Delegated Democracy, Privatized Sovereignty
The most disturbing thing, however, is that all of this occurs regardless of any classical institutional design. No one has voted for these elites. They don't have to be held to account. There are no formal counterweights, term limits, or control mechanisms. And although apparently they do not seek traditional political power, in practice they influence it, shape it and, if necessary, neutralize it if it does not align with their vision. Musk is just the most visible example. But he's not the only one. What emerges is a dual system: states that represent formal sovereignty and platforms that operate real sovereignty.
The future will be at stake in that tension. Because yes, we will have more innovation, more efficiency, more solutions. But also a real risk of losing touch with what makes us more human. And, above all, at risk is the system of government that - without being perfect - has given us stability, rights, representation and the possibility of correcting the collective course: democracy based on participation, pluralism, legitimacy built from below. And if that link is broken, what awaits us is not necessarily dystopia, but rather an era of opaque governance, where citizenship becomes a passive, almost technical role. A consumer of structures, rather than an author of their destiny.

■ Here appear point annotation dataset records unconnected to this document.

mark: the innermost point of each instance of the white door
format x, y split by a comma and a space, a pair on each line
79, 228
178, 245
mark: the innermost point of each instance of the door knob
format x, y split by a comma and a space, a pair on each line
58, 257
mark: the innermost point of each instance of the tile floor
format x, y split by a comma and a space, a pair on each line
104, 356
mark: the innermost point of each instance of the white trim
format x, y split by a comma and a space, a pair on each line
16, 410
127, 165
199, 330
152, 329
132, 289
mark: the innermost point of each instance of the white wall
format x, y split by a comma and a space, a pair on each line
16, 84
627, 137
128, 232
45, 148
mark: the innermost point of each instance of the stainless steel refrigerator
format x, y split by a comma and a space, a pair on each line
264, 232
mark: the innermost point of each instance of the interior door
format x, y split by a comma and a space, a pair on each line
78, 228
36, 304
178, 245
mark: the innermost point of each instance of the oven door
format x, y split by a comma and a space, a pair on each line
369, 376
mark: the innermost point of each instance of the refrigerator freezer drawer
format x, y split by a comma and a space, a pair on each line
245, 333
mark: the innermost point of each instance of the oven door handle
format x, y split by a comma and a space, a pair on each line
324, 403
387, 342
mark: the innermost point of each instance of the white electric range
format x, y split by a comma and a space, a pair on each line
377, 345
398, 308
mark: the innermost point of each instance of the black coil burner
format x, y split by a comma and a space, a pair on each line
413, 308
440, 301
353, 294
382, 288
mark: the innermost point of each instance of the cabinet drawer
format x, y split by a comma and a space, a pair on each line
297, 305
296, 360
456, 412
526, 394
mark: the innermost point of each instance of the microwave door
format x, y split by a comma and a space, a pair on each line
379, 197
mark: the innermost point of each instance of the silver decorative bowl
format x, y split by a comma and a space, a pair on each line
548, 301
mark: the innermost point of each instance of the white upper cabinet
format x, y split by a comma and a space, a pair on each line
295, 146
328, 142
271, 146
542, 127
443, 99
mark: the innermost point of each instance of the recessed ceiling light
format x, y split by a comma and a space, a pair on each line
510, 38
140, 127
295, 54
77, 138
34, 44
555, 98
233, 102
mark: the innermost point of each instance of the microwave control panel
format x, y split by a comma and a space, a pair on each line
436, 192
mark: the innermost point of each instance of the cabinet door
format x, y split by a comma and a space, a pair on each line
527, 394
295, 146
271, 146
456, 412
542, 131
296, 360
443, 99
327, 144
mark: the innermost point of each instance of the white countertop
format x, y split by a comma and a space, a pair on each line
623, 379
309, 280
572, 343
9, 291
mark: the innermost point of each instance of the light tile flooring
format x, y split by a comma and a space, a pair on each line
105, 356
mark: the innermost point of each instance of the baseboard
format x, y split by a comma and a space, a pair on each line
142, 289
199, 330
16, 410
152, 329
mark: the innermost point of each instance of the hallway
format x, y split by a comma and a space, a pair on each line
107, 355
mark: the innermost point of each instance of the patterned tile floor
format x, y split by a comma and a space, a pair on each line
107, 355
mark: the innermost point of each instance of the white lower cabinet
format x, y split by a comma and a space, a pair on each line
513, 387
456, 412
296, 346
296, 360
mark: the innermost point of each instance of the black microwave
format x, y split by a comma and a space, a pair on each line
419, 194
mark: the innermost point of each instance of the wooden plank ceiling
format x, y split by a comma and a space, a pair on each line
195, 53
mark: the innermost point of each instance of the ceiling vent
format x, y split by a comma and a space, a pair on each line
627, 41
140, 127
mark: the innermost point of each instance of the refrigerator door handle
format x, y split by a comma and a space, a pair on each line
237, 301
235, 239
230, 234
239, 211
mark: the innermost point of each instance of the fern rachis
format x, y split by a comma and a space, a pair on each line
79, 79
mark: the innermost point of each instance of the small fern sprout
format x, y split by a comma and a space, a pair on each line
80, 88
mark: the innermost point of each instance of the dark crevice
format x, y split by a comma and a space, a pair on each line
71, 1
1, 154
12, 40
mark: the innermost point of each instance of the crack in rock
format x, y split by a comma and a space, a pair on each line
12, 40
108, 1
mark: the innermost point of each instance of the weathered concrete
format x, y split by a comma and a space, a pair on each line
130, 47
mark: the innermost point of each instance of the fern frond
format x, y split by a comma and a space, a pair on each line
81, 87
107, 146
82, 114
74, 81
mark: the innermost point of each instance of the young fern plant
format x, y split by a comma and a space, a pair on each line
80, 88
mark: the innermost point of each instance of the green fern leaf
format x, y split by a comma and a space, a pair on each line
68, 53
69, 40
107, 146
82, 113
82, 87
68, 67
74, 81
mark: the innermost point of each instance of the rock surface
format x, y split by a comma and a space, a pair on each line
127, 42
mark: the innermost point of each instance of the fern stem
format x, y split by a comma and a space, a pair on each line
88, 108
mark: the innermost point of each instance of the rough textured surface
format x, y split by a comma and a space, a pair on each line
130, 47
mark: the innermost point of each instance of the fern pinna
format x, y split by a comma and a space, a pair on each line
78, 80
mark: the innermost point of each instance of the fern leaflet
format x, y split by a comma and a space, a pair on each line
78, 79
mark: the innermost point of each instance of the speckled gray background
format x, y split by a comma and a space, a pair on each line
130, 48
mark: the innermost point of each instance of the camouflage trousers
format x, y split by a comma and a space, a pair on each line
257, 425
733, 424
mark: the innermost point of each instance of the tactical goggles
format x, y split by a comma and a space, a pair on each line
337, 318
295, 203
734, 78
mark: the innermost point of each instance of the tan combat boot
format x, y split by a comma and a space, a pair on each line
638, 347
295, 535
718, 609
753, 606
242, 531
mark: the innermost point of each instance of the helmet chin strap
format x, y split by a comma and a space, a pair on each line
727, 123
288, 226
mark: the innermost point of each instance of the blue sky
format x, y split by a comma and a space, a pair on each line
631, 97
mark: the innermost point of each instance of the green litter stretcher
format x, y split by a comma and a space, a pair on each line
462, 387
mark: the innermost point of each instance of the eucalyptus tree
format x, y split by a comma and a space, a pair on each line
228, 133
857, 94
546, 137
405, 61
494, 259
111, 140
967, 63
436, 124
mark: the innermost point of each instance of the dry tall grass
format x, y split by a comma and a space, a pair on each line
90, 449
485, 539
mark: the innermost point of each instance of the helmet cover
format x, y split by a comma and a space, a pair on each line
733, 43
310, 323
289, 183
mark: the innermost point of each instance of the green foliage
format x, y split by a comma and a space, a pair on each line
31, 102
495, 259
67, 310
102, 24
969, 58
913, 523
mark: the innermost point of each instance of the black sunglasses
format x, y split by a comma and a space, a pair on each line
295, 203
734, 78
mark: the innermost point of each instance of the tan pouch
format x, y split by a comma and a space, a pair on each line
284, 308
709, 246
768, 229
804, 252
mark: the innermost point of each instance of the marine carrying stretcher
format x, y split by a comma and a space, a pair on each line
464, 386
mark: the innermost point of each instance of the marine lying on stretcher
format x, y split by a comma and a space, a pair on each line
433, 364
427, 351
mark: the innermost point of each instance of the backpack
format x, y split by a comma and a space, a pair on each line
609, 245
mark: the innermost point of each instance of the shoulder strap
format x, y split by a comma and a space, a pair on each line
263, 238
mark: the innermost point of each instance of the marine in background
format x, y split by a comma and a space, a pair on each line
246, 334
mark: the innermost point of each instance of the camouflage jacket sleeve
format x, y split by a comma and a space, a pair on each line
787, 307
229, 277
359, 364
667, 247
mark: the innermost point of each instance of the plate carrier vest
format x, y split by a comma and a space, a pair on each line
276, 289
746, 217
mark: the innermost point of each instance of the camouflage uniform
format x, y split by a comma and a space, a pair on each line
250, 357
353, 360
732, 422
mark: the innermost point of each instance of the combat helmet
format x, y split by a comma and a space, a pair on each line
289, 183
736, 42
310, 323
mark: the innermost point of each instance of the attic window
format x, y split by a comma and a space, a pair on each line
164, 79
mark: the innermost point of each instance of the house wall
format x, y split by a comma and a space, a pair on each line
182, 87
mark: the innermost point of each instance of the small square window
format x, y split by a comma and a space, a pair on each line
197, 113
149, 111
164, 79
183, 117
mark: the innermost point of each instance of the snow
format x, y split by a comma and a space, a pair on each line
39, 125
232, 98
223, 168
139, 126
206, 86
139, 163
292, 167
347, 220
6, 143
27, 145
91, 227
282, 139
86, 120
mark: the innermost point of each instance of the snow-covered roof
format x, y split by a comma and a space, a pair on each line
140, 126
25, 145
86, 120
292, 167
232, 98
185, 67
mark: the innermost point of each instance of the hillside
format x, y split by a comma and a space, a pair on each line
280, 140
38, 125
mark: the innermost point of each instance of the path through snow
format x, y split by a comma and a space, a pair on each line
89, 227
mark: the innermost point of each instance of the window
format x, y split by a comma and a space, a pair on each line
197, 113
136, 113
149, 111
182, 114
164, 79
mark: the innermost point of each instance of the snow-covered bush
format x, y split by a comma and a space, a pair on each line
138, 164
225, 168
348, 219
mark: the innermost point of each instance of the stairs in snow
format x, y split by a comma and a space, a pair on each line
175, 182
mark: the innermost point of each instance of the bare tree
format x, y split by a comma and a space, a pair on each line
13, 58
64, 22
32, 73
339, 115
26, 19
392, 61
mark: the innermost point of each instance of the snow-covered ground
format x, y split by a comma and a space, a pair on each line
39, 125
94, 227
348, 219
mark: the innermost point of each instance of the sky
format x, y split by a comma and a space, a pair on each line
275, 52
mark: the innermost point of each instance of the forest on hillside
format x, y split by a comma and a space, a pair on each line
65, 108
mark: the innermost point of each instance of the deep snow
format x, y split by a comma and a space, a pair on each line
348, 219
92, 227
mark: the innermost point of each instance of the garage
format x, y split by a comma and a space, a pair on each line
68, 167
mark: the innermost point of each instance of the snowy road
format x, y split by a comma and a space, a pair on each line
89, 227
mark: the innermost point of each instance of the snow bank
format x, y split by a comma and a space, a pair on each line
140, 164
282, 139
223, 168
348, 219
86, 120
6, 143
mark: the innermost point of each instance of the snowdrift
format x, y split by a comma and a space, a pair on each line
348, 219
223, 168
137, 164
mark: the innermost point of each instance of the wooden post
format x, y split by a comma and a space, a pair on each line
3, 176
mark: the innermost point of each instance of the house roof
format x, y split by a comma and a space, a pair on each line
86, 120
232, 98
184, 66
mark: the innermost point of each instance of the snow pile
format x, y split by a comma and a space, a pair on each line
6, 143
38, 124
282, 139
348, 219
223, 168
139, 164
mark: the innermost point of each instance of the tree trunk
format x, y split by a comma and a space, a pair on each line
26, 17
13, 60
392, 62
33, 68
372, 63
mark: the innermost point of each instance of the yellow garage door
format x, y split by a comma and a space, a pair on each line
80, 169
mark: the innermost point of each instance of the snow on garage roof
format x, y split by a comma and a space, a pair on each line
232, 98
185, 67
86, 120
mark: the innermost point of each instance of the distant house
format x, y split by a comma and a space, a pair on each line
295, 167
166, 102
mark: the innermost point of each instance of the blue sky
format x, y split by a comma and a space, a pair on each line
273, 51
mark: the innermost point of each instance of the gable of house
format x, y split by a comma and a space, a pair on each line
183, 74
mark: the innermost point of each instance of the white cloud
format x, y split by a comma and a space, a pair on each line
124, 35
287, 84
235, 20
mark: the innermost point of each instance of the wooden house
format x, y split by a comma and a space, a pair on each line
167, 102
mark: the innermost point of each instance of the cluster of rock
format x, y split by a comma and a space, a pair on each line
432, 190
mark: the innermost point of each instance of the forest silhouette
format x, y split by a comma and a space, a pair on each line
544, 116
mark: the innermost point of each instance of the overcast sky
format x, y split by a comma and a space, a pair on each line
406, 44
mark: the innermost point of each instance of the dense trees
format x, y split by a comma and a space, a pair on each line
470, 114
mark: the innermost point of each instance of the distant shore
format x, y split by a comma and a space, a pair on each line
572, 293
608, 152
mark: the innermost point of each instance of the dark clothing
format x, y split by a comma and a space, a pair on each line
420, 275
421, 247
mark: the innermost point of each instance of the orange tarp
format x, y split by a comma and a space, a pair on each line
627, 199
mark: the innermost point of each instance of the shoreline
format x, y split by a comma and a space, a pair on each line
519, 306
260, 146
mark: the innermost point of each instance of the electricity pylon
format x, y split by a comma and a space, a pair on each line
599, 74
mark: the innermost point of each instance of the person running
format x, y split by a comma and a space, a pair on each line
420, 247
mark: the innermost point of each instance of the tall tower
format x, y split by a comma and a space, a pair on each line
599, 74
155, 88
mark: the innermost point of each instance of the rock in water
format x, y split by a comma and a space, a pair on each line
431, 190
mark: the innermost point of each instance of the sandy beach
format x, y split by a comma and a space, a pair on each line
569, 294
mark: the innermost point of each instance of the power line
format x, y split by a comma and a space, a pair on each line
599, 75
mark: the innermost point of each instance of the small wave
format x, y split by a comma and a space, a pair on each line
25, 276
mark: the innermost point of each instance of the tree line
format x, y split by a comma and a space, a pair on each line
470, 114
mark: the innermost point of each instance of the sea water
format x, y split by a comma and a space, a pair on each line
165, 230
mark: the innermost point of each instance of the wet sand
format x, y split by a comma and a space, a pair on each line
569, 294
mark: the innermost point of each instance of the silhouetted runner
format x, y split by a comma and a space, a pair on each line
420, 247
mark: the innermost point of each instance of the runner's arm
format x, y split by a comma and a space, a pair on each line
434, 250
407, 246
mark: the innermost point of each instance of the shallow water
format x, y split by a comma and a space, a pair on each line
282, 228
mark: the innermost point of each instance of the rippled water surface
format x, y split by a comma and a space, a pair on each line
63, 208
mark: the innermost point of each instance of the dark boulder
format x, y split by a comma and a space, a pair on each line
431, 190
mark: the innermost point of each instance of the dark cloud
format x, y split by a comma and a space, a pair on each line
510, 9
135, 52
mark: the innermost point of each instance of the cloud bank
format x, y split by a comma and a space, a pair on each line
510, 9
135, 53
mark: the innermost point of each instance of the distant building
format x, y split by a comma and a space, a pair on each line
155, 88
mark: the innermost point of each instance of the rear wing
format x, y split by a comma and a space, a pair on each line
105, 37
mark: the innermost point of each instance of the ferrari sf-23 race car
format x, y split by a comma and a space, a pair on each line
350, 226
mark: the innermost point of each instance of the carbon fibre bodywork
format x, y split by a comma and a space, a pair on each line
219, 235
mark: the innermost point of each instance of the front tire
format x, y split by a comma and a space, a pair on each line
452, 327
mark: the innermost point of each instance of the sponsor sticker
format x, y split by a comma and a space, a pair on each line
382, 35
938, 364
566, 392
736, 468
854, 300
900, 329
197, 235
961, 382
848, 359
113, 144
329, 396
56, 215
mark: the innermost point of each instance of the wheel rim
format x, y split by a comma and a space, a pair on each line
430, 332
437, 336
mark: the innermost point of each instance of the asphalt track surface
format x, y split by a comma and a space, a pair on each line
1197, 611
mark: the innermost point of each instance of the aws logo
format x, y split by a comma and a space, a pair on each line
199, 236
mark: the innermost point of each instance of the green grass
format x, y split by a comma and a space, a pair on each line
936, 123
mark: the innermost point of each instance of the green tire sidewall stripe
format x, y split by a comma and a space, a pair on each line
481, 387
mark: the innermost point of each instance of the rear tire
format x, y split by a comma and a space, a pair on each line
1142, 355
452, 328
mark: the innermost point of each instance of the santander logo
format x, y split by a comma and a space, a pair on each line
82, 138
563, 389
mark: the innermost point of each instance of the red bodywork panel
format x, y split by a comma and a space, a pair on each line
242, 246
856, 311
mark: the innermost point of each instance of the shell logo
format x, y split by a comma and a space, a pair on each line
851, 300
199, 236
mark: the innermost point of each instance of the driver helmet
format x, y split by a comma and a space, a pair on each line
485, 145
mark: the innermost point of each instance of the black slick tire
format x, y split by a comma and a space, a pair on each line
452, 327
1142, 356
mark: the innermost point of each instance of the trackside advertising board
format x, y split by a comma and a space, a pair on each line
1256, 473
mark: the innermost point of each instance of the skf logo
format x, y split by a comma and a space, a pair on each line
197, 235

Solutions? There are no easy answers. More regulation or nostalgic calls to the past will not be enough. Nor with a cultural rebellion without the capacity to articulate real alternatives. What is at stake is not just a dispute between logics—technocratic versus humanist—but an even deeper question: how do we reconstitute a sense of common in a world where power no longer needs permission and speed leaves institutions behind? Ideas, proposals and comments are welcome.